Es un hecho constatable que la fe se ha debilitado en amplios sectores de la Iglesia. No solo es menos intensa y lúcida: también se niegan determinadas verdades presentadas por la Iglesia como definitivas –dogmas de fe- por pertenecer a lo que Dios ha revelado para la salvación del hombre. Tanto sedicentes teólogos como católicos de a pie se sienten con libertad –y autoridad- para cuestionar ciertos dogmas; pensemos, por ejemplo, en la virginidad de María, el pecado original o el infierno…
Otros dogmas no son explícitamente negados, pero en la práctica se encuentran notablemente olvidados, hasta el punto de que uno llega a preguntarse si existe una auténtica fe en ellos. Es el caso, por ejemplo, de la presencia permanente de Cristo en la Eucaristía: la escasa devoción eucarística en muchos ambientes parece indicar que la fe en esa presencia real es –cuando menos- muy débil.
También insisten algunos en que la Iglesia no debería definir nuevos dogmas, pues supuestamente eso suscitaría dificultades en el diálogo ecuménico…

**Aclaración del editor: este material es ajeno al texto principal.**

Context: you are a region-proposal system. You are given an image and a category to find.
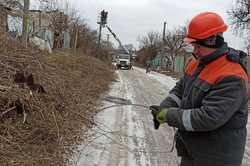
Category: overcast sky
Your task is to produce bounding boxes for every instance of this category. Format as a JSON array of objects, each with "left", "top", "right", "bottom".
[{"left": 39, "top": 0, "right": 246, "bottom": 49}]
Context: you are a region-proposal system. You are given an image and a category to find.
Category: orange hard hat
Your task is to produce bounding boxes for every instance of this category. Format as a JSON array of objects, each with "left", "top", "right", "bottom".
[{"left": 184, "top": 12, "right": 227, "bottom": 43}]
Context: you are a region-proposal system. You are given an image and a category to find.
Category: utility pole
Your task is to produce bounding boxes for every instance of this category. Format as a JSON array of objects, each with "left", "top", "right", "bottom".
[
  {"left": 162, "top": 22, "right": 167, "bottom": 42},
  {"left": 97, "top": 10, "right": 108, "bottom": 55},
  {"left": 22, "top": 0, "right": 30, "bottom": 47},
  {"left": 160, "top": 22, "right": 167, "bottom": 70}
]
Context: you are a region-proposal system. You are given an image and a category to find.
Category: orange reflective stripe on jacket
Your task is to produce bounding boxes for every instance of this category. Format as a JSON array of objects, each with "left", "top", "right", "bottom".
[{"left": 186, "top": 56, "right": 248, "bottom": 84}]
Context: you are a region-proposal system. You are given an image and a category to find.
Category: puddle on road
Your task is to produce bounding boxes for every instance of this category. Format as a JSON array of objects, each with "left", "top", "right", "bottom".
[{"left": 103, "top": 96, "right": 132, "bottom": 105}]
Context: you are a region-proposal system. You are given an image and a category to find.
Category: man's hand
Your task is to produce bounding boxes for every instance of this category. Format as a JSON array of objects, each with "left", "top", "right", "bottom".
[{"left": 149, "top": 105, "right": 168, "bottom": 130}]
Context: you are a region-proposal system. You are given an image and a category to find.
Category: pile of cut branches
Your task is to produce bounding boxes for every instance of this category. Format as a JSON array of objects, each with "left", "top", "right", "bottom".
[{"left": 0, "top": 33, "right": 113, "bottom": 166}]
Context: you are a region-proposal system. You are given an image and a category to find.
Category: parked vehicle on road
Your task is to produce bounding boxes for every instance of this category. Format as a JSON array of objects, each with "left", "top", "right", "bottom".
[{"left": 116, "top": 54, "right": 132, "bottom": 70}]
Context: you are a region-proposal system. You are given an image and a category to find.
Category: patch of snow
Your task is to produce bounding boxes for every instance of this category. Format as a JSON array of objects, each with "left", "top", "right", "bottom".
[{"left": 134, "top": 67, "right": 178, "bottom": 89}]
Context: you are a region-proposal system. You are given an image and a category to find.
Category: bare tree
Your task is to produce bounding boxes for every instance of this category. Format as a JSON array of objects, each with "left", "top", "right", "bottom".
[
  {"left": 22, "top": 0, "right": 30, "bottom": 47},
  {"left": 161, "top": 27, "right": 186, "bottom": 68},
  {"left": 228, "top": 0, "right": 250, "bottom": 32},
  {"left": 138, "top": 32, "right": 161, "bottom": 65}
]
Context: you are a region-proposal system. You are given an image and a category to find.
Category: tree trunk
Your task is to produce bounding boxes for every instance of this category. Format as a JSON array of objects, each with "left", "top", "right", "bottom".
[{"left": 22, "top": 0, "right": 30, "bottom": 47}]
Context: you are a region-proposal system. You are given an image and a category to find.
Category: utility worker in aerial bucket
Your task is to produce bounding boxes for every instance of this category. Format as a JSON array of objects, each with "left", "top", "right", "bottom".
[{"left": 150, "top": 12, "right": 248, "bottom": 166}]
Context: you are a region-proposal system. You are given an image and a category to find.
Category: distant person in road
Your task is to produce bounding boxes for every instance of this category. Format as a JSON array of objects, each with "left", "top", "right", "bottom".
[
  {"left": 150, "top": 12, "right": 249, "bottom": 166},
  {"left": 146, "top": 62, "right": 151, "bottom": 73}
]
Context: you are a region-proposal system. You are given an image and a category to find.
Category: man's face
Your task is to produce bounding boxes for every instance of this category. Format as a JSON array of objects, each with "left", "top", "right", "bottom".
[{"left": 191, "top": 43, "right": 216, "bottom": 58}]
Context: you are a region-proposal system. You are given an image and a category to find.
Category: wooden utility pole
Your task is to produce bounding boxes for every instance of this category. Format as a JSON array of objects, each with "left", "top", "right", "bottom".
[
  {"left": 162, "top": 22, "right": 167, "bottom": 42},
  {"left": 22, "top": 0, "right": 30, "bottom": 47},
  {"left": 161, "top": 22, "right": 167, "bottom": 70}
]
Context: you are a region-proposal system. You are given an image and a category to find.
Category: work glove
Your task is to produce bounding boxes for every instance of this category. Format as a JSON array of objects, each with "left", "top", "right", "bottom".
[{"left": 149, "top": 105, "right": 169, "bottom": 130}]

No entro a valorar esta última afirmación. Pero el diagnóstico de conjunto apunta ciertamente a una especie de alergia a los dogmas, que está muy en consonancia con el «pensamiento líquido» –o tal vez gaseoso- denunciado por algunos autores.
Sin embargo, resulta llamativo que esta actitud contrasta sobremanera con los nuevos «dogmas» que pululan en nuestro mundo, y que son aceptados con una credulidad y una devoción realmente sorprendentes. Las afirmaciones sobre la superpoblación del mundo, acerca del cambio climático o en referencia a la obligatoriedad de las vacunas –por poner solo algunos ejemplos- se consideran dogmas incuestionables, y el que se atreva a ponerlos en duda es condenado a la hoguera: es decir, declarado persona «non grata», «enemigo público», merecedor de la «muerte social»…
Cuando la Iglesia define dogmas, lo que hace es explicitar lo que Dios ha revelado para indicar con certeza al hombre el camino de la salvación; no solo no le quita la libertad, sino que le ayuda a no equivocarse, a vivir en la verdad, a elegir el bien.
¿Y qué pasa con los «nuevos dogmas»? Pues muy sencillo: cuando se deja de adorar a Cristo, se acaba adorando a las bestias (cf. Rom 1,20ss).